ANOVA in R Programming - Time & Space Complexity
We want to understand how the time it takes to run ANOVA changes as the data size grows.
Specifically, how does the number of data points and groups affect the work done?
Analyze the time complexity of the following R code for one-way ANOVA.
# Sample data
values <- c(5, 6, 7, 8, 9, 10, 11, 12)
groups <- factor(c('A', 'A', 'B', 'B', 'C', 'C', 'D', 'D'))
# Perform one-way ANOVA
result <- aov(values ~ groups)
summary(result)
This code compares means of values across groups using ANOVA.
Look at what repeats as data grows:
- Primary operation: Calculating group means and variances by scanning all data points.
- How many times: Each data point is visited once to compute sums and sums of squares.
As the number of data points (n) increases, the work grows roughly in direct proportion.
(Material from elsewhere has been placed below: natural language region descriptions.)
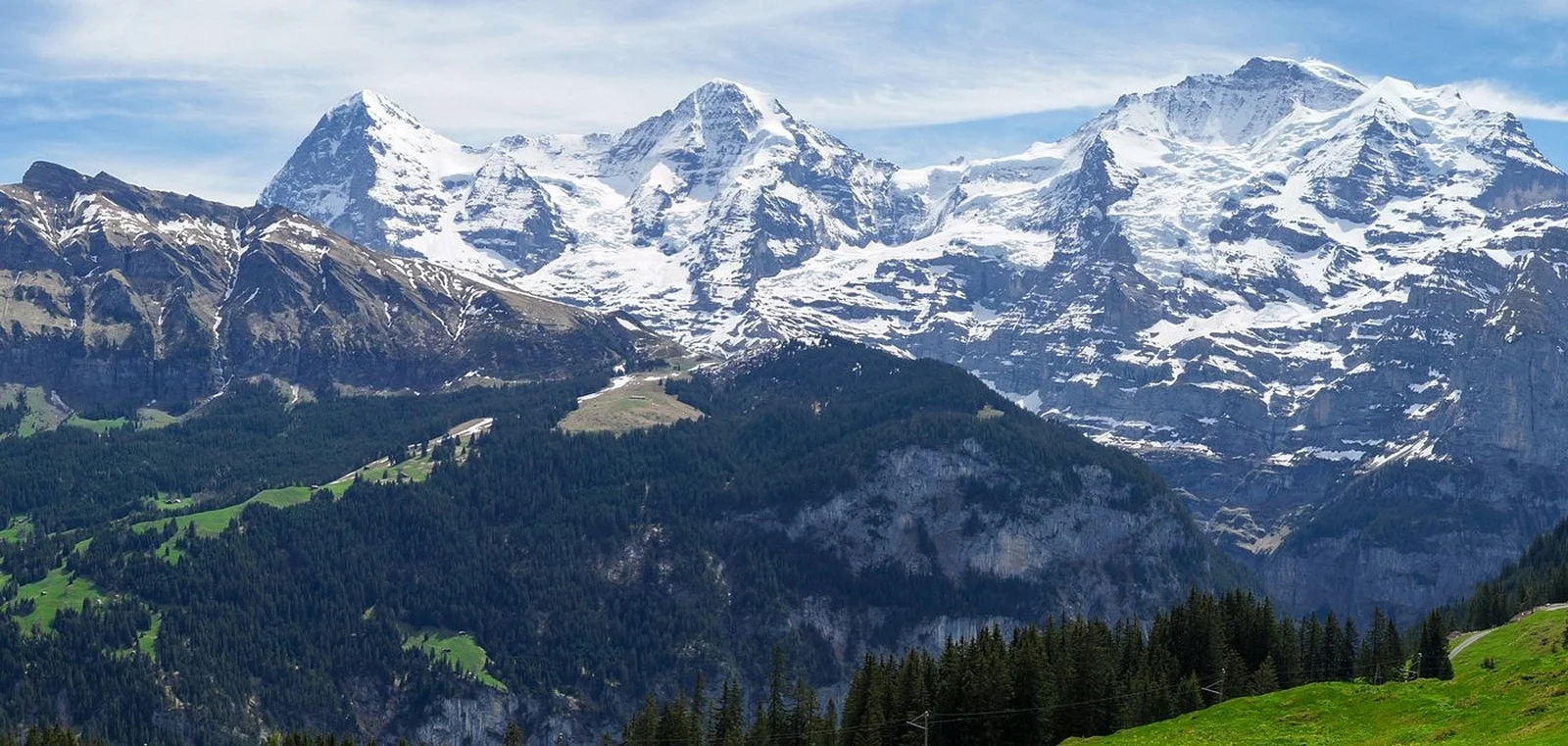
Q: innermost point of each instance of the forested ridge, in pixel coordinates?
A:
(1043, 683)
(588, 565)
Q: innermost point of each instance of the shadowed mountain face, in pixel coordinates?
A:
(1270, 282)
(120, 295)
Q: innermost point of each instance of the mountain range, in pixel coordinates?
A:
(122, 296)
(1325, 308)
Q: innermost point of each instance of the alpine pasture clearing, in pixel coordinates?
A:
(1509, 687)
(55, 591)
(635, 402)
(457, 651)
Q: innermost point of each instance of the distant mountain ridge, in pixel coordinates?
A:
(120, 295)
(1270, 282)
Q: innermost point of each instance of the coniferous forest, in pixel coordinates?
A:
(1042, 683)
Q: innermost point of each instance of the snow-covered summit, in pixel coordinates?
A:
(1267, 280)
(1235, 109)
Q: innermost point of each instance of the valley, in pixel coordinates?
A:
(1201, 423)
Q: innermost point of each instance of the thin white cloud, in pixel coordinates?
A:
(1499, 97)
(491, 68)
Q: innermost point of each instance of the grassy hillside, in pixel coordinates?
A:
(1509, 687)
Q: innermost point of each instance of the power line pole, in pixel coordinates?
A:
(925, 727)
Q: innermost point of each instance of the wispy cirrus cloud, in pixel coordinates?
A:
(231, 86)
(1501, 97)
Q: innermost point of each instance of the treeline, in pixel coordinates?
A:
(1539, 577)
(1068, 677)
(592, 563)
(245, 441)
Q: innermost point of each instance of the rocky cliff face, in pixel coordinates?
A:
(122, 295)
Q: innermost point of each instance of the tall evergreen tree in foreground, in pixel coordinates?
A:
(1432, 660)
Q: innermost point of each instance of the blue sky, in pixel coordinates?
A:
(211, 97)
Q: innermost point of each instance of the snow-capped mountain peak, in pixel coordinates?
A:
(1235, 109)
(1267, 280)
(702, 140)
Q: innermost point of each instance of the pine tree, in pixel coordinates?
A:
(1434, 649)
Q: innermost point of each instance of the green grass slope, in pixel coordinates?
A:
(1520, 699)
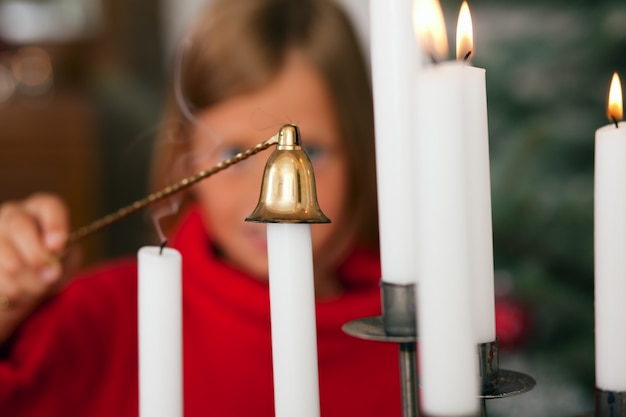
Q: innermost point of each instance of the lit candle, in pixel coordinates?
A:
(160, 332)
(476, 134)
(610, 246)
(395, 57)
(448, 353)
(292, 308)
| Input Size (n) | Approx. Operations |
|---|---|
| 10 | About 10 visits to data points |
| 100 | About 100 visits to data points |
| 1000 | About 1000 visits to data points |
Pattern observation: Doubling data roughly doubles the work.
Time Complexity: O(n)
This means the time to run ANOVA grows linearly with the number of data points.
[X] Wrong: "ANOVA time grows with the square of data size because it compares all pairs of points."
[OK] Correct: ANOVA uses group summaries, not pairwise comparisons, so it only scans data once.
Understanding how ANOVA scales helps you explain performance when working with larger datasets in real projects.
"What if we added more groups but kept total data points the same? How would the time complexity change?"